Foi consensual desproteger os trabalhadores, descapitalizar a Segurança Social, estabelecer parcerias público-privadas, colocar na gestão das empresas públicas os amigos do poder, entregar a parte lucrativa dos serviços de saúde ao investimento privado. Todos aceitaram que o Estado fosse explorado pela indústria farmacêutica.
Foi consensual, em nome da defesa da independência dos tribunais, deixar a Justiça suicidar-se. E também se achou bem acabar com o Serviço Militar Obrigatório ou culpar os professores pela balbúrdia curricular.
Foi consensual aplaudir a assinatura do Tratado de Lisboa, que prometia colocar a Zona Euro na liderança da economia mundial (que anedota!). Foi consensual apoiar a invasão do Iraque. Foi consensual nacionalizar o crime BPN. Foi consensual, até a meio do primeiro mandato de Sócrates, deixar crescer o défice e a dívida.
Foi consensual entregar a soberania portuguesa ao diretório europeu. Foi consensual governar sob a batuta de maestros formados no conservatório da ganância financeira. Foi consensual apoiar efusivamente o memorando da troika. Foi consensual aceitar a austeridade como inevitável e o acordo de concertação social que a caucionou... E é, agora, consensual criticar tudo o que antes se apoiou!

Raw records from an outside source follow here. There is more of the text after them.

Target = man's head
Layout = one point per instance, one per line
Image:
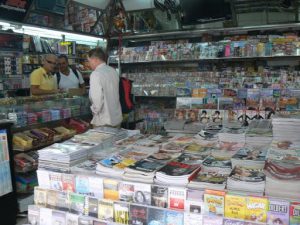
(96, 57)
(63, 63)
(49, 63)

As forças partidárias e sociais, erradamente apelidadas de "responsáveis" - PSD, PS, CDS, UGT, CIP, CCP e CAP -, que protagonizaram o essencial (com momentâneas birras inconsequentes) deste consenso com 30 anos, estão a ser empurradas, mais uma vez, para um entendimento.
Consenso é a ordem, o credo, dos donos do sistema, como se a palavra fosse sinónima de bom senso. Mostra a experiência, afinal, que consenso significa apenas senso comum, o senso míope que desmoraliza e arruína o País.